SENGKEL ATINE

Sangat terkejut dan haru, menjelang istirahat kegiatan Silatnas Maiyah 2022 hari minggu kemarin, saya mengetahui bahwa malam harinya akan ada prosesi penyerahan pusaka Kyai Sengkelat kepada Mbah Nun dari Pak Muhammad berdasarkan petunjuk dari para ‘Sesepuh’.

Akhir bulan lalu saya dan kawan-kawan di Masyarakat Maiyah Cirrebes (Cirebon dan Brebes) membahas tema Pusaka. Biasanya dipahami bahwa Pusaka merupakan benda sakral yang mempunyai nilai khusus dari keluarga, kelompok, atau negeri yang terwariskan turun-temurun kepada generasinya.

Ibu pertiwi dan tanah air pusaka tidak bisa dipisahkan dari kehidupan berbangsa dan bernegara sampai saat ini. Tanah air adalah ekspektasi dari kaya raya dan melimpah sumber daya alamnya, yang menjadi warisan leluhur Nuswantara. Jika tidak terjaga, maka akan habis oleh kerakusan-kerakusan anak cucunya.
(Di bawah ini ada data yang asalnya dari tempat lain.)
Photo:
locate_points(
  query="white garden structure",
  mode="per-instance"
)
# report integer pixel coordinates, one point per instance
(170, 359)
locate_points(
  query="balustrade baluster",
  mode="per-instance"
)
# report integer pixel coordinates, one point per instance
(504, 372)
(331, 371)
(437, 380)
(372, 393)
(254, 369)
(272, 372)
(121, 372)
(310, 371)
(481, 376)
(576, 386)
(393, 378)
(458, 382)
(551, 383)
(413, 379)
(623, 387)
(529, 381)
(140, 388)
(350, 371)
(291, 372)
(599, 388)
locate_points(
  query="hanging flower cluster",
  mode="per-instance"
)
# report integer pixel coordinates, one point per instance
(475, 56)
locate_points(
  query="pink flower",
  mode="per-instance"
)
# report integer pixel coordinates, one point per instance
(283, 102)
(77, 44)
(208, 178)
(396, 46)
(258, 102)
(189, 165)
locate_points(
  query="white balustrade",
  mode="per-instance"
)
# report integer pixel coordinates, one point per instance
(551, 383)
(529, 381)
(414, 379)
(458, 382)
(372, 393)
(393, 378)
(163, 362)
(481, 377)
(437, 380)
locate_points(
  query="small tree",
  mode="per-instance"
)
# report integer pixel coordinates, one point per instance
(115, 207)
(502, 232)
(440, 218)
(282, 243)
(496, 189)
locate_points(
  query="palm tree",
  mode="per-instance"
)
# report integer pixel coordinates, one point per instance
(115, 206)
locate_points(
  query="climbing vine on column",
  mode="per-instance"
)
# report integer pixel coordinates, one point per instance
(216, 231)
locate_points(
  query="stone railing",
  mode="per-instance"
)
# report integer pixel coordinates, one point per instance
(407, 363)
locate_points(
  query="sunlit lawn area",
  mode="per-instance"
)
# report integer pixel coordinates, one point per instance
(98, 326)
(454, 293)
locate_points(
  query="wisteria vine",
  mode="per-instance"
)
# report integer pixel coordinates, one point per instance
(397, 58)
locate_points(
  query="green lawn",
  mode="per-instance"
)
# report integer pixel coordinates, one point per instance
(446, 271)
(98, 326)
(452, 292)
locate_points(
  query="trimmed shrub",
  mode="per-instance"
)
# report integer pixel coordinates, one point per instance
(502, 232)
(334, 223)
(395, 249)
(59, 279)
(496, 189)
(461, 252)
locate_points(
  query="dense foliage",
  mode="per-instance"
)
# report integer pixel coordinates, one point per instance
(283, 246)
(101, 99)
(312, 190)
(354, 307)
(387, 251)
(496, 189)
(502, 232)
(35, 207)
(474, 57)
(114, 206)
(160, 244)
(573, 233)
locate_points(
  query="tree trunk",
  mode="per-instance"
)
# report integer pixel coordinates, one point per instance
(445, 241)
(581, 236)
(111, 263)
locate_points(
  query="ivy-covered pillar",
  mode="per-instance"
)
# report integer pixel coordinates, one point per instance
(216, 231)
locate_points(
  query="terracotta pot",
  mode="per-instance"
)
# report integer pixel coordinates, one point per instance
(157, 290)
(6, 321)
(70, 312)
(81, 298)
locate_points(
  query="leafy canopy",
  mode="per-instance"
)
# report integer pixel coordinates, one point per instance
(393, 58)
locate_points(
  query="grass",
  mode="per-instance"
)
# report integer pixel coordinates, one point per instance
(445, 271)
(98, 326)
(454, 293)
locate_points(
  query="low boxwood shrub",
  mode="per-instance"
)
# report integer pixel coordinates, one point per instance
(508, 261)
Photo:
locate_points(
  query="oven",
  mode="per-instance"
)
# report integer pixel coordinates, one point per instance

Maka jangan lupakan Ibu pertiwi sebagai pemilik alam semesta, yang melahirkan nilai-nilai agar manusia hidup menghargai seluruh ciptaan Tuhan, tidak semena-mena dan saling mendzalimi.

Kisah pusaka keris Kyai Sengkelat tidak asing lagi dalam cerita tanah Jawi khususnya masa Majapahit di kala terjadi ketimpangan dan ketidakadilan penguasa terhadap rakyatnya saat itu.

Konon Kyai Sengkelat diciptakan untuk meredam para pejabat Majapahit agar tidak mementingkan diri sendiri.

Sengkelat sendiri adalah singkatan dari “Sengkel Atine”, melambangkan kesedihan dan kekecewaan rakyat Majapahit kepada penguasanya.

Entah apa maksid para ‘Sesepuh’ memberikan kado berharga ini kepada Mbah Nun.

Semoga dengan realita kondisi saat ini dan akan datang yang perlu diambil petikannya adalah jangan sampai rakyat merasa “Sengkel Atine” kemudian melakukan perlawanan terhadap Pejabat atau Penguasa yang bisa membuat ‘korban’ lebih banyak terutama untuk meredam gejolak alam.

Kalau saya lihat dari analogi, bisa dari istilah ‘Manunggaling Kawula Lan Gusti’ yang disampaikan Mbah Nun dalam beberapa Maiyahan bahwa Di dalam diri pemimpin, rakyat dan Tuhan menyatu dalam dialektika. Kalau pemimpin menyakiti rakyat, Tuhan marah. Kalau pemimpin mengingkari Tuhan, rakyat dicelakakan.

Dalam kesempatan malam itu, Mbah Nun memberikan pengertian bahwa ada beberapa ‘kewenangan’ yang perlu dilakukan oleh diri sendiri, dilakukan Tuhan dan dilakukan bersama oleh diri sendiri dan Tuhan. Jadi, prosesi penyerahan Kyai Sengkelat bukanlah peristiwa klenik. 

Anak cucu Maiyah harus menjadi pangkal dari sebuah peristiwa sejarah baik yang sedang terjadi ataupun yang akan datang. Karena dengan bekal ilmu pengetahuan masa silam harus menjadikannya lebih baik lagi.

Tonggak perjuangan itu bukan hanya disematkan kepada Mbah Nun semata, karena Mbah Nun sempat ngendiko bahwa “Nek aku Kuda, kowe kabeh kaki- kaki ku rek, kaki-kaki Kuda!”

Sangat menarik bagi saya, terserah apa persepsi tentang kuda itu?! Daya semangat juangkah? Daya satu kesatuankah? Atau jangan-jangan malah Kuda Sembrani Parikesit?